For most ideas, the answer is, "Hell no. I have a lot better things to be doing with your time than running your worthless company without any support from you, full time in exchange for 93% of it."
People somehow fail to apply the same standard to their own ideas. They accept this bad deal just because the person who "gives" them 93% (or 100%) of the company is one and the same person, themselves.
Let me illustrate with an example. Think of an idea for a web site that you have.
If someoe approached you with that idea and asked you to code it, but they would not help in any way, would you do so in exchange for nearly 100% of it? Probably not.
But when you make YOURSELF the same proposition, you often end up saying, "Yes. I will code this since the result is mine."
You forget that the result is not worth the work and you would not accept it under more neutral terms.
This is simply illogical. Stop thinking like a founder, and start thinking like a managing director.
I think one of the biggest mistakes that startups make is not getting on the same page from day one, and letting small differences become large ones. This applies equally to any sized team, but may get exacerbated as your team increases in size, and there may be a huge jump in this problem as you get to size 3.

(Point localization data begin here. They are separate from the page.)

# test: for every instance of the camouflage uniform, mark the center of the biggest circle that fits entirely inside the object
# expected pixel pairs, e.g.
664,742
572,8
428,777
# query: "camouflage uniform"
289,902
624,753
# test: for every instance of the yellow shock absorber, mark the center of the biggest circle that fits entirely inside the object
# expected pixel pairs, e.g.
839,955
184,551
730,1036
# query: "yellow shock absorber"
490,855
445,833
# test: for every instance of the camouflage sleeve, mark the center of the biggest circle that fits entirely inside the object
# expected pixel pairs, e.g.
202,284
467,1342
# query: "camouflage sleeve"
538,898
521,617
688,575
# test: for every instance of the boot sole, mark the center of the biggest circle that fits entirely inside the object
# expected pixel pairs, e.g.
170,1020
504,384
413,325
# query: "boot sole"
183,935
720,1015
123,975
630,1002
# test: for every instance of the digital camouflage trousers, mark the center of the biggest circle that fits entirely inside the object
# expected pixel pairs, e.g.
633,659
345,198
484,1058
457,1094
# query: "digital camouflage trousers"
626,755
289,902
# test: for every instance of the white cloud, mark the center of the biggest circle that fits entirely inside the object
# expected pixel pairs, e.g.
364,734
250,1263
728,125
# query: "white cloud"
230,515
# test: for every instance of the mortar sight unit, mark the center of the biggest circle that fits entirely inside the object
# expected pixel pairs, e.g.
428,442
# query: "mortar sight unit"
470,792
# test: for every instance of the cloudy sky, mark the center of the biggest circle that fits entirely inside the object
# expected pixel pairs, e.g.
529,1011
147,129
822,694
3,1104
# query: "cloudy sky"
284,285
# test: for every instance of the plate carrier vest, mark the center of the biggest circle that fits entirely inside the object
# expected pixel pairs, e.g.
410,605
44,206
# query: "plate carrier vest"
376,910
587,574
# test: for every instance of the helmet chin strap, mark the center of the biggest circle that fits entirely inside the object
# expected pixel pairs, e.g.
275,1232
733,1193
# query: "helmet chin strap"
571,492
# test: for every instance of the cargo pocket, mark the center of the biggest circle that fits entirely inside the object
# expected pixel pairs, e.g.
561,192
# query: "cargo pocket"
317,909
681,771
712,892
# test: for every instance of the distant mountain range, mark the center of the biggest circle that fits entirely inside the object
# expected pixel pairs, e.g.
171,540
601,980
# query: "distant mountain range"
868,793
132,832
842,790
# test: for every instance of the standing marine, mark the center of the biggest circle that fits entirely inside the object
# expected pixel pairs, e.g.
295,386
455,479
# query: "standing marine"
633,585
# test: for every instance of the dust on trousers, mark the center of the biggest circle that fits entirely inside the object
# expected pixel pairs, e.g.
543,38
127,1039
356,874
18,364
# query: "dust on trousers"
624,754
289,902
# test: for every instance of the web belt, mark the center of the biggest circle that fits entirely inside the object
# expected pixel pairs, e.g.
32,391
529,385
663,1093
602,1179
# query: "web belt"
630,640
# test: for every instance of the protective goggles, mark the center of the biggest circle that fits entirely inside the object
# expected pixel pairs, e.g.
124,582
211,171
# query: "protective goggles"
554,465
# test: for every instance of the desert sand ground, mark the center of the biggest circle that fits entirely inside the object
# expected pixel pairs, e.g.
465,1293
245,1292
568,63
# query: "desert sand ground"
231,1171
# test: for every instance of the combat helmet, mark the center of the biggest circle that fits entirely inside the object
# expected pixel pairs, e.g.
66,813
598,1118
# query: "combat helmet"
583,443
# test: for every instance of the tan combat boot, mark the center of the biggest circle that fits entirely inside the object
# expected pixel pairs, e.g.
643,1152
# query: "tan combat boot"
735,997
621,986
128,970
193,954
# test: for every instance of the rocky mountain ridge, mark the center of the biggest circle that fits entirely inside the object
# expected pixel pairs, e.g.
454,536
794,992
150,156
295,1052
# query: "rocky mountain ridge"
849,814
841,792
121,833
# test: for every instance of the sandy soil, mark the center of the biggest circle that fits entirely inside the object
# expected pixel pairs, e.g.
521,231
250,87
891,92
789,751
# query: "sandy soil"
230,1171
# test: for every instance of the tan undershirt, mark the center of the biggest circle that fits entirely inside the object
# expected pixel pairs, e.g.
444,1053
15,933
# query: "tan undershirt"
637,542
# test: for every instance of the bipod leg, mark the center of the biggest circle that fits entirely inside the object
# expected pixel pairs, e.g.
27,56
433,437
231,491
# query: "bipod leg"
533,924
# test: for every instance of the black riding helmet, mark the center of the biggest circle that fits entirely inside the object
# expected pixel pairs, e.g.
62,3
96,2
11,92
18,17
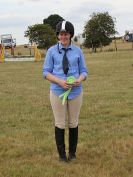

Then again, every team size comes with its own set of issues. I wouldn't say 1 is too few, 3 is too many, and 2 is just right. I'd take this article more as, 'the perils of a 3-person startup.'
Any headline which ends in a question mark can be
answered by the word 'no'
AirBnB & Twitter each had three founders. VMWare had five founders[2], and they've done alright.[1] http://en.wikipedia.org/wiki/Betteridges_Law_of_Headlines
[2] http://www.quora.com/Startups/Can-a-startup-be-successful-wi...
http://www.quora.com/Startups/What-would-the-ideal-web-techn...
The truth of the matter is there's no "one size fits all". Ask 100 founders and you'll get 100 different personal experiences and storied of how one structure worked for them, while other structures destroyed them.
The Hacker, Hustler, Designer model seems to hold strong with incubators, investors etc. as it seems, at the very least, to convey the atmosphere of being well rounded, fully capable and fast to deliver. Obviously this is not always the case.
The nature of past relationship between the founders, plays a large role in how well they can be expected to perform together and survive long term stress. There's no wonder YC dedicated a question to learning the nature of this relationship in their application form.
Some relationships make it, and others won't - the best you can do is try to truly and honestly asses how your relationships might hold up through hard times. Examine all aspects of it in as objective way as you can and make the decision on a case by case basis.
Finding one other person is hard enough -- trying to find three seems really challenging. There's ways to make decisions and break tie-breakers without having a third co-founder.
I believe that it comes down to expertise. Its very likely that you're not going to have domain expertise in everything, so you'll have to find some other co-founder that does. I'd think that you'd want to add more co-founders to ensure you have the domain expertise covered.
There's a blog post on our website that discusses "Why Three Founders in Better than Two". Might want to check that out for ideas on why it is better to have more than two.
http://thinkspace.com/why-three-founders-is-better-than-two/
Increase the team size by one and you go from one relationship to three.